Question de Mme DEMONTÈS Christiane (Rhône - SOC) publiée le 23/12/2004

Mme Christiane Demontes attire l'attention de M. le ministre de l'éducation nationale, de l'enseignement supérieur et de la recherche sur les conséquences de la circulaire du 13 juillet 2004. En date du 13 juillet dernier, une nouvelle circulaire relative à l'enseignement de la natation dans les établissements du premier et second degré est parue. Sous réserve de l'obtention d'un agrément de l'inspection d'académie, elle réserve aux seuls éducateurs territoriaux des activités physiques et sportives, à l'exception des opérateurs territoriaux des activités physiques et sportives, même détenteurs d'un BEESAN, la possibilité d'enseigner la natation aux élèves du premier degré.
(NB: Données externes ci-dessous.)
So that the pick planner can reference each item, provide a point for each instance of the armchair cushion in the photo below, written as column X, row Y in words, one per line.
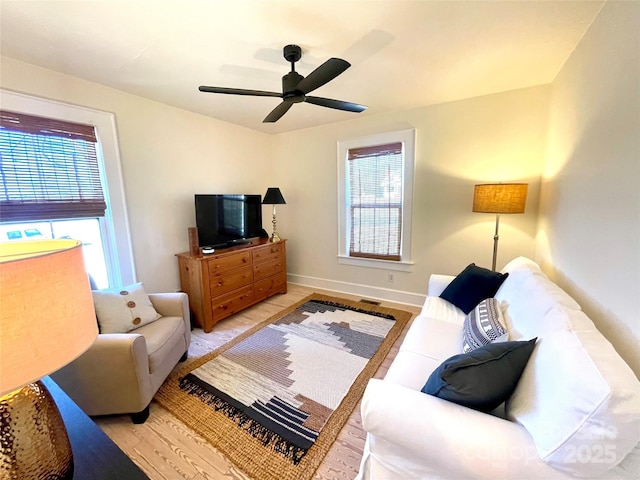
column 123, row 309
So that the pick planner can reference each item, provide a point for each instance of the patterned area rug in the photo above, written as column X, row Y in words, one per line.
column 274, row 399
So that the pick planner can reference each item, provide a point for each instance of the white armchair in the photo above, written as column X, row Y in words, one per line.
column 121, row 372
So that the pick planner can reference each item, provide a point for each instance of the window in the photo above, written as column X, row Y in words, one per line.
column 375, row 198
column 60, row 175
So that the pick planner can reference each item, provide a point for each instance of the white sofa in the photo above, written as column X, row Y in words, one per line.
column 575, row 411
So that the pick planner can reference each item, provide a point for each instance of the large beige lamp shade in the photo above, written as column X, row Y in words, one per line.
column 46, row 321
column 499, row 198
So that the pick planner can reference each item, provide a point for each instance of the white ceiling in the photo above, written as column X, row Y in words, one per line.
column 404, row 54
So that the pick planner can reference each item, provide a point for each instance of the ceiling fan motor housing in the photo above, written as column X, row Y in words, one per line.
column 292, row 53
column 289, row 83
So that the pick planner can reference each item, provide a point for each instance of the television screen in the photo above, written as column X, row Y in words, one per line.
column 223, row 220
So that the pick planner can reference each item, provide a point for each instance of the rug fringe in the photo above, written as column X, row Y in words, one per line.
column 255, row 429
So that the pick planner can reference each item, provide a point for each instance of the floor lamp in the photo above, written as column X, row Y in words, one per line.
column 274, row 197
column 499, row 198
column 47, row 320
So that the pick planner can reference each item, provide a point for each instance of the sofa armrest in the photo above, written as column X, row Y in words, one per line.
column 112, row 376
column 173, row 304
column 430, row 436
column 437, row 284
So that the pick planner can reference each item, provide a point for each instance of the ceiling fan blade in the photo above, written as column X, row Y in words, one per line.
column 239, row 91
column 277, row 112
column 337, row 104
column 323, row 74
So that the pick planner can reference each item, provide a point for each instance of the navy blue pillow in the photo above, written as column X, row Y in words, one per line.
column 471, row 286
column 481, row 379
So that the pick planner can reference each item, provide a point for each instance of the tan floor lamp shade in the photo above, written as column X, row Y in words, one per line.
column 499, row 198
column 46, row 321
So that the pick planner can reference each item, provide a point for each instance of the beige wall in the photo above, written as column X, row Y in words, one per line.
column 167, row 155
column 589, row 235
column 493, row 138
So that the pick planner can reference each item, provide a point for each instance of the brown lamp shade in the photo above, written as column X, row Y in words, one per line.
column 500, row 198
column 46, row 312
column 273, row 197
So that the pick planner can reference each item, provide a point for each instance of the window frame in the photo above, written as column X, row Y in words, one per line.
column 114, row 225
column 407, row 138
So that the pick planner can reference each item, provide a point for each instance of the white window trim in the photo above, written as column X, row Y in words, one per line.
column 116, row 234
column 407, row 137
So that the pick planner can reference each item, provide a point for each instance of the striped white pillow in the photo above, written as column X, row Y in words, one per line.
column 483, row 325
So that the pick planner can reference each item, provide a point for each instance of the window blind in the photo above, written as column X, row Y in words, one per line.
column 48, row 169
column 375, row 198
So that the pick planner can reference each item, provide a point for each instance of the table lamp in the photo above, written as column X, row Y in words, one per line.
column 274, row 197
column 47, row 320
column 499, row 198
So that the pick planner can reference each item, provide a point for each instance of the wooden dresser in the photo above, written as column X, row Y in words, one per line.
column 231, row 279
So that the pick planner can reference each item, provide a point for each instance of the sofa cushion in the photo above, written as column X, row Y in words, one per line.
column 577, row 398
column 484, row 324
column 483, row 378
column 471, row 286
column 526, row 296
column 123, row 309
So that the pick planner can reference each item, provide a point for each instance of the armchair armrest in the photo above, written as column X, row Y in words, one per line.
column 437, row 284
column 436, row 436
column 112, row 376
column 174, row 304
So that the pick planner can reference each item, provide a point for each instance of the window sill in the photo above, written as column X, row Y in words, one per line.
column 401, row 266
Par ailleurs, de simples bénévoles, non qualifiés et non diplômés dans cette discipline sportive, peuvent désormais recevoir un agrément pour encadrer de très jeunes enfants. En outre, l'application de cette circulaire provoque la réduction du nombre d'agents d'encadrement et place nombre de collectivités locales dans une position intenable puisque se trouvant dans l'impossibilité de mettre à disposition les personnels nécessaires à l'encadrement desdits élèves. Au regard des difficultés qui se font jour, quant à l'application de cette circulaire, il lui demande quelles mesures il compte prendre afin que l'encadrement soit assuré par des personnels garantissant, de par leur diplôme, une réelle sécurité pour les enfants.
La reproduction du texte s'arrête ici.